Im 18. Jahrhundert hat man die Lochkartensysteme zur Automatisierung des Weberberufes erfunden es waren die gleichen Karten die die ersten Computer bedienten – die Webstühle von Jacquard benötigten 24000 Lochkarten für 400 Fäden pro Quadratzentimeter, was mich nun gleich zur Malerei von Mélanie Gugelmann führt:

 

Hier sieht man ineinander verschlungen, die Fäden einander gegenüber gestellt: Blätter von Bäumen, Fassaden, Kartographien, abstrakte technische Netze.

 

Offensichtlich eine Malerei, die es versteht, vielfache Netze zu aktivieren, aus ihnen Schichten einer heterogenen Geologie zu schaffen wo sich Vielfalt gegenübersteht und vereint.

 

Wenn sie erlauben, werde ich zum Schluss noch die beiden Begriffe Vielfalt und Heterogenität aufgreifen:

 

Das moderne Kommunikationsnetz, vom Mobiltelefon zum Grossrechner der wissenschaftlichen Forschung, ist die Antwort auf das Durcheinander der Zufälligkeiten mit der Klarheit der Uebermittlung, ist aber gleichzeitig und vor allem dazu da irgend wen mit irgendwem und irgendwas zu verbinden. Dieses Netz quillt über mit seiner heterogenen Vielfalt, neigt aber auch dazu sie zu verflachen, zu banalisieren. Ein "Netz ohne Schwanz und Kopf", sagen seine Verleumder.

 

Und genau da brauchen wir die Künstler, die Maler. Nicht um das Netz einer beliebigen Transzendenz zu unterstellen! Vor allem nicht, um uns gegen die Natur der Technik zu wenden!
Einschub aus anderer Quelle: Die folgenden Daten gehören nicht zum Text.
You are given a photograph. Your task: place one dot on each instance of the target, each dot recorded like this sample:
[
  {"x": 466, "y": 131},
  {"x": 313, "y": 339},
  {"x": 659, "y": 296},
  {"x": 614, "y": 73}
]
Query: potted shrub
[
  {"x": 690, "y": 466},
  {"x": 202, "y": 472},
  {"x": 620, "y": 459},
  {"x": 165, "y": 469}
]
Sondern im Gegenteil damit sich das Netz auflöst, verwirrt, vernichtet wird, aufhört zu kommunizieren, die Unterschiede löschend...."Guten Tag, wo bist Du? – Im Autobus!"

 

Dass dieses Netz, wie bei Gugelmann (und bei Wool, Mehretu, Murakami, Oehlen) die Zeichen bersten lasse, die Knoten des Netzes unterstreichend, diese intensiviert und sie zur Kulmination führt.

 

Wenn sich der Zweig eines Astes mit einem elektrischen Gitter verbindet und sich an der Mauer eines Häuserturmes reibt, in dem Augenblick leuchtet das Gemälde auf.

 

Das Erlebnis wird so als Funktion, zum Erlebnis eines Konzeptes.

 

Pierre Sterckx

 

Anm. der Redaktion:

 

Arachne (griech. Spinne) ist in der griechischen Sage eine kunstfertige Weberin aus Lydien.